Apart from the importance of strong, resilient public health services, the enforcement of public health law is also vital to break the chain of infection. Under public health, the role of law can be viewed as a proactive, preventive, or reactive measure (McKibbin & Fernando, 2020). The WHO report, “Advancing the Right to Health: The Vital Role of Law,” aimed to raise awareness about the role of public health laws in reforming the law. Improving access to vaccinations and contraceptives was one preventive measure. The reactive role of public health law includes facilitating access to treatment and using emergency powers in reaction to disease outbreaks (McKibbin & Fernando, 2020). For example, in the United Kingdom, movement control (or lockdown) “constituted a key feature of governmental efforts” to cope with the initial stages of COVID-19. This effort required a high level of public compliance (Halliday et al., 2022). Even when legal compliance was primarily on the legitimacy of the law, there were concerns due to the public sense of obligation and personal health vulnerability among others (Halliday et al., 2022). Malaysia was no exception to this impacted aftermath.

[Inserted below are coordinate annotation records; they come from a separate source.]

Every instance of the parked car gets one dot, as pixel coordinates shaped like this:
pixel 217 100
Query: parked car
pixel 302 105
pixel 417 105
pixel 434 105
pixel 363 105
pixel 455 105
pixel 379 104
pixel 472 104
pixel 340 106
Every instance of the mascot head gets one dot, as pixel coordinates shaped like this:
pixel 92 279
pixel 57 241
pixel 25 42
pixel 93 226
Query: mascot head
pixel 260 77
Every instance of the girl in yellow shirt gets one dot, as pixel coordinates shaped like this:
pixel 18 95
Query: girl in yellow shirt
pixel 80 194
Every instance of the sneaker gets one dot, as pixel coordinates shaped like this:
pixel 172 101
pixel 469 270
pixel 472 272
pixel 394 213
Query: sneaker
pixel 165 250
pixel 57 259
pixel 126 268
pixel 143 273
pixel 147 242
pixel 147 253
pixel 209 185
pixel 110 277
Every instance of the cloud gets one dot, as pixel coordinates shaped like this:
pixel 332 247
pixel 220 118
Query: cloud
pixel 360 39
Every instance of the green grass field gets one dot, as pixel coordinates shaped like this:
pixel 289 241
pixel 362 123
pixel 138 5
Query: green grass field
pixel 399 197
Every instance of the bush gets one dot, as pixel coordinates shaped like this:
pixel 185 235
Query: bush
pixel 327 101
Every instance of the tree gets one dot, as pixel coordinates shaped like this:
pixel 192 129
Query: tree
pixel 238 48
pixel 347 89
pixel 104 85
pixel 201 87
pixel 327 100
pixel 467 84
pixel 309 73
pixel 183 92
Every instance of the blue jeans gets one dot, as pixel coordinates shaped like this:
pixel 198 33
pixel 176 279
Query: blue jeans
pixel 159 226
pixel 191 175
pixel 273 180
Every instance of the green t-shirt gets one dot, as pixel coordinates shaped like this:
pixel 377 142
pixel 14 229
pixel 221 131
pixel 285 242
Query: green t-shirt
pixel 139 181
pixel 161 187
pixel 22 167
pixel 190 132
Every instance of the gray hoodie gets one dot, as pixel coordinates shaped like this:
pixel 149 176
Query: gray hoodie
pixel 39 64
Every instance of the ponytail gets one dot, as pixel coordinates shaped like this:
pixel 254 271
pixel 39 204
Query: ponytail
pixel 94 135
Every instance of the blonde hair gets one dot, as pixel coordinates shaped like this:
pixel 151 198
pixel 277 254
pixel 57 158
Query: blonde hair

In some instances, governments attempt to utilise the legislation to alter the customary behaviour of an entire society during times of crisis. It is crucial to understand the effects of such enforcement and evaluate compliance with existing legal frameworks. In contrast to earlier research, which tends to examine adherence to behavioural restraints or variables that inspire the general population to comply with the law, the current analysis focuses on how lockdown was influenced by the existing legal framework. Thus, by exploring the role of law and legal culture in Malaysia, this work contributes to the overall research endeavour of determining the effect of legal measures on the public during the lockdown.